According to Carbin, what she calls the discourse of gendered power (Ibid:90), does not emphasize race/ethnicity, since it is an issue of a general power structure traversing class and ethnicity and functioning “regardless of ethnicity”. The reason for violence is seen as being the same for all, and thus the situation of Other women does not need to be studied specifically. It is, so to say, a priori assumed that “immigrant” women are exposed to the same oppression as “Swedish” women.

Carbin notes that public policy has, during the right-wing government, shifted “from politics of similarity to politics of difference, from the relative lack of interest of the discourse of gendered power in the situation of girls to the great interest of the value discourse in particularly girls exposed to honour-related violence” (Ibid:114).

Immigrant boys – a double role

While young women are at the centre of Swedish policies and the survey of honour-related violence, “immigrant” boys have been ascribed a double role as both perpetrators and victims of the honour culture. Here, the government measures aim at a changing of attitudes; boys with a minority background should learn about gender equality and a correct way of behaviour in relation to their sisters and women in general.

Researcher Nils Hammarén has followed boys in so-called multi-cultural areas of Göteborg. In his doctoral thesis Förorten i huvudet. Unga män om kön och sexualitet i det nya Sverige (The suburb in one’s head. Young men on gender and sexuality in the new Sweden. 2008), Hammarén shows how the young men are influenced by the images presented in, among other places, the media of the “suburb” and of the young men living there.
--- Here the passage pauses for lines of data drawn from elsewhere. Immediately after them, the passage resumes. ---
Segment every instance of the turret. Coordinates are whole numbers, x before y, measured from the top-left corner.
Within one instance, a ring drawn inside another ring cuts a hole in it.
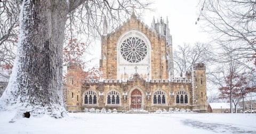
[[[205,65],[203,63],[193,65],[194,74],[194,110],[199,110],[200,113],[207,112],[206,81]]]
[[[155,17],[153,17],[153,21],[152,22],[152,29],[154,31],[156,30],[156,22],[155,21]]]
[[[106,16],[104,18],[104,22],[103,23],[103,35],[107,36],[108,34],[108,24],[107,23],[107,19]]]

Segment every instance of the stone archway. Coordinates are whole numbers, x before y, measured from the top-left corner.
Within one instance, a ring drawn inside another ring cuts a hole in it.
[[[131,93],[131,109],[141,110],[142,95],[138,89],[135,89]]]

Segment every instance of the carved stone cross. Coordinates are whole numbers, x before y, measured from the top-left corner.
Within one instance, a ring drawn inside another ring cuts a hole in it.
[[[137,72],[137,69],[138,69],[137,66],[135,66],[135,68],[134,68],[134,69],[135,69],[135,72]]]
[[[135,9],[135,7],[136,7],[136,6],[135,6],[134,5],[133,5],[132,6],[132,12],[134,12],[134,9]]]

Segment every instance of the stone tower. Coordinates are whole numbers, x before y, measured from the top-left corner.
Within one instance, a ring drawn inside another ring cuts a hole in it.
[[[200,113],[207,112],[206,82],[205,65],[203,63],[194,64],[194,110]]]
[[[82,68],[77,64],[71,63],[68,66],[68,78],[66,82],[67,88],[66,92],[63,92],[63,94],[66,94],[63,96],[67,96],[67,106],[75,106],[75,107],[82,104]]]

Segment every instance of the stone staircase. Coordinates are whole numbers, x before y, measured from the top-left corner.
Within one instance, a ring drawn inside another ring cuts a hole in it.
[[[130,110],[125,112],[127,114],[147,114],[149,113],[148,111],[143,110]]]

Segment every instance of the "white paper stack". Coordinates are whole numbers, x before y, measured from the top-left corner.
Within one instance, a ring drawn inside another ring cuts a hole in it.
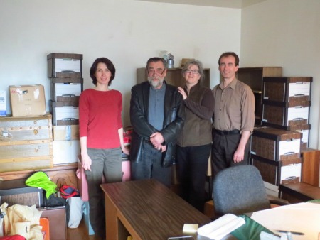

The problematisation of boys in these suburbs has increased with the political focus on cultures of honour, where these boys have been depicted as living in the shadow of their family’s and particularly their father’s patriarchal culture.

Illustrationphoto: Colourbox

The most common notion of a boy with a minority background living in the suburbs is in terms synonymous with those of a person who is “dangerous” and “criminal” and defined as the masculine Other. The young men were familiar with these problematic images and in various ways had to take a stance on them, while they also made use of and played with these images in a construction of expressive and acting-out forms of masculinity.

Hammarén interprets this “suburban masculinity” as a compensatory revenge for the stigma they experience as having been ascribed to them. There were also manifestations of a contrasting behaviour of under-communication of their "foreign" background, or solidarity with what they saw as the majority culture’s view of “immigrant” boys.  According to Hammarén, forms of behaviour, expressions and style associated with the image of the “immigrant” boy, seemed to strengthen the feeling of many of the young boys of being in a less privileged position in Swedish society.

“The brother” – a repellent symbol

The issue of honour-related violence was raised in the interviews by the young men themselves, particularly in connection with the role of brothers in relation to their sisters. “The brother” then primarily appeared as a repellent symbol associated with the brother of a potential partner. Several of the young men protested against being placed in a category constructed in advance of "honour-related violent problem boys".

Hammarén here points out that the problem with honour-related violence seems to be to find ways of making this type of violence visible without constructing it as separate from other forms of violence and thus stigmatising whole population groups. He thinks that the debate on honour-related violence runs a risk of contributing to the patriarchy being placed outside of the Swedish borders. The violence of “Swedes” against other “Swedes” is made invisible, while the control and violence of "immigrants" is culturalised.